Despair and detachment move experimental nove

A writer better have a good reason for using experimental techniques, since they oftentimes draw readers' attention to themselves and away from the story. Although this debut novel by Matthew McIntosh has appeared to some as a mere collection of unrelated short stories, he puts his experiments to good use.

McIntosh is never quirky for quirky's sake nor does his work teeter into the bizarre like some postmodern fiction. He favors the use of collage and fragmentary, often unfinished narrative voices which, in a traditional sense, results in an underdeveloped plot and poor character development. But a novel isn't somehow lacking just because it undermines tradition. Nor, in this case, does it mean that McIntosh doesn't have something important to say.

Set in the Seattle suburb of Federal Way, Washington, Well's housewives, construction workers, troubled teens, clerks, waitresses, and students are connected by only the most arbitrary of daily events -- visiting the same local bar, watching a basketball game on TV, or riding the bus.
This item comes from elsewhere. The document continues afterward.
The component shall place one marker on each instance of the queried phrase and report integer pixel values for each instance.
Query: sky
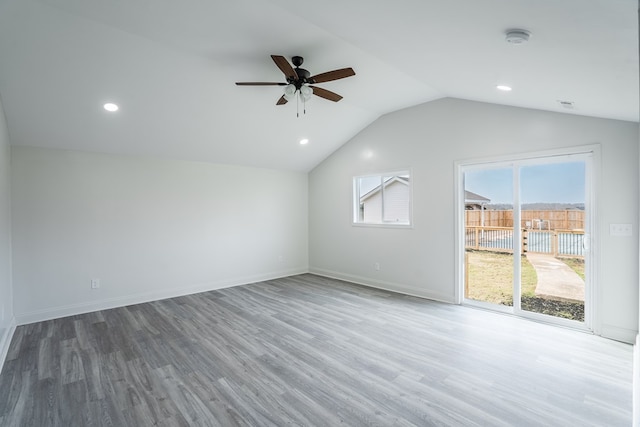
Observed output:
(547, 183)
These are ordinary people living their everyday lives, but they're also the forgotten, the suffering, and social outcasts -- drug pushers, barflies, the homeless man at the bus station, welfare queens, people with physical and mental ailments, many of them living on the fringes of modern American society. They are the hopeless multitudes that have learned over the years that "when you're lost in the well and you continue to hope, with each disappointment the bottom drops lower until the world outside the well is only a speck you have to squint your eyes to see."

Now that's a desolate view of the world, a view that can be emotionally overwhelming for readers, particularly when it's echoed by the multitude of voices found in the novel, but that's exactly McIntosh's point. He's a writer with a keen eye for the alienation of blue collar America, a writer who can pinpoint the surprising ways that even the most disaffected among us are brought together, if only provisionally.

Each of the novel's voices leaves a vivid impression, but the strongest is that of a young man who figuratively finds himself swimming to keep his head above water as he watches his family disintegrate around him. In the chapter titled "Fishboy," the 17-year-old narrator finds himself obsessed with a young woman he perceives as having befriended and then abandoned him although she's been rather disinterested from their first meeting. His obsession, however, is merely a general symptom of the overall problem. In the midst of his family's turmoil, he becomes resigned to the fact that "the world was built on sorrow," although consciously he doesn't know why. His idealized version of Emily, however, offers him the hope that perhaps one day she may become that source of stability he craves.

Another noteworthy chapter, "Looking Out for Your Own," is a meditation on the modern American family that points out that we're all somehow damaged goods, and despite our best intentions, the end result is that "we are sometimes bound by the parts of ourselves that we have least control of." The outcome is that we typically end up causing pain for those we love, when all that we really want "is just to be saved" ourselves.

McIntosh's hallmark strengths are his ability to reveal the strings that hold a person together and then his graphic recounting of their scream like a rat on fire when everything begins to unravel. Reading his work is to explore the darkest nether regions of modern American consciousness, but it seems a journey that's necessary and, in the end, one that ends with hope.